Flowers in Chinese Medicine
by Kerry Joyce on July 2nd
Traditional Chinese medicine, which has been around for thousands of years and pertains to the intimate relationship between the environment and individual human life, claims to provide an alternative to conventional medicine in a number of cases. Although any doctor will tell you that it is always advisable to seek professional medical help whenever necessary, advocates of traditional Chinese folk-medicine claim that it provides an altogether different approach to curing all kinds of ailments. Many followers of Chinese medicine have adopted its treatments alongside conventional medical practices, especially when faced with a serious illness or disease. Of course, because Chinese medicine is rooted in cosmology, mythology and various philosophical doctrines, it is far less about science than it is spiritual awareness.

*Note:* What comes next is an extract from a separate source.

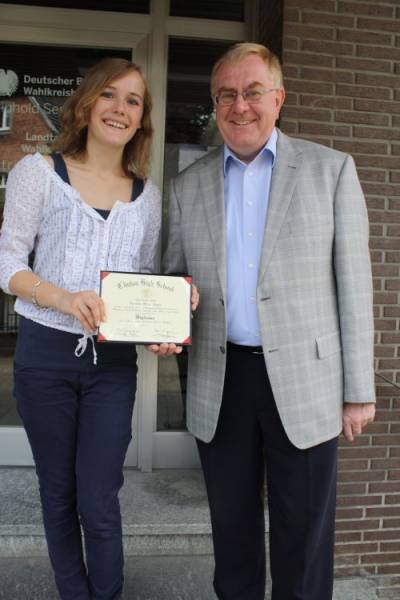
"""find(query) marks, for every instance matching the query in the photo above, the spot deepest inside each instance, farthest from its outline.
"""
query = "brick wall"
(342, 74)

As with folk-healing cultures worldwide, advocates would hold that it to enjoy the full benefits of Chinese medicine it is necessary to keep an open mind, free from the suspicions of western thinking. This may have some basis in empirical fact; the placebo effect, for example, depends at least partially on the suspension of the patient's disbelief (or their ignorance of the placebo's existence). So perhaps a certain suspension of such distrust is necessary to enjoy the benefite of traditional Chinese medicine.

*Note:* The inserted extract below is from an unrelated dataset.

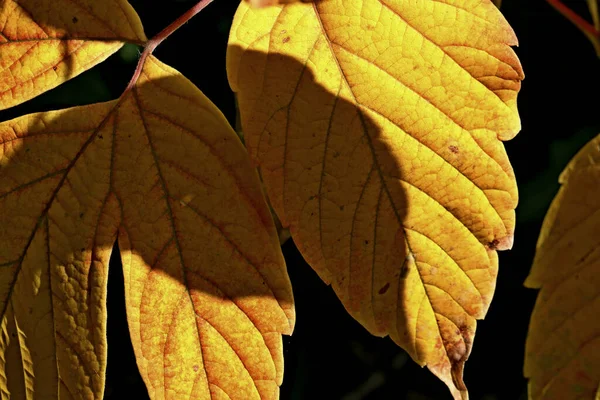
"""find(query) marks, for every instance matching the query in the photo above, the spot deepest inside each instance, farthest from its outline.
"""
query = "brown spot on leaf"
(384, 288)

Many different types of flowers are used in Chinese medicine to solve everyday ailments. Furthermore, Chinese floral medicine is not always about curing a specific illness, with various flowers employed more generally, to maintain a healthy state of mind and body.
The chrysanthemum is one of the most important flowers in Chinese medicine, used in a delicious tea which aims to clear the mind and strengthen the lungs. White chrysanthemums are also used to soothe sore and irritated eyes, whilst yellow chrysanthemums are used against fevers, headaches and dizziness. Chrysanthemum tea is also used to treat high blood pressure.

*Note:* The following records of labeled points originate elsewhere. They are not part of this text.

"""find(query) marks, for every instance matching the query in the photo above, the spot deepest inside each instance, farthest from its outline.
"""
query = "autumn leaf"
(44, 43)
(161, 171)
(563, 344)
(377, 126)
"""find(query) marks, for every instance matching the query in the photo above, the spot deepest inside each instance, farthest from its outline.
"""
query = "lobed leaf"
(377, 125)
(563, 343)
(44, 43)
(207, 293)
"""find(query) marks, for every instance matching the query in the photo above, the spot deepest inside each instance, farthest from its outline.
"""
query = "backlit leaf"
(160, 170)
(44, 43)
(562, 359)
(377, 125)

Other floral remedies which form a part of this method of healing include roses, lilies and orchids. Roses are used to quicken the blood, whilst the lily, orchid and jasmine are commonly used to calm the spirit and relieve symptoms of stress.
Of course, many of our conventional medicines today are derived from floral or herbal origins; in his song 'Storm', Tim Minchin famously cited the example of the aspirin, derived from the bark of the willow. For those facing serious discomfort or illness, these pharmaceutically tested medicines should always be the first port of call. But there's rarely smoke without fire, and folk traditions such as Chinese floral medicine may yet have useful things to tell us about looking after our body on a daily basis -- as well as providing a fascinating branch of folklore to study.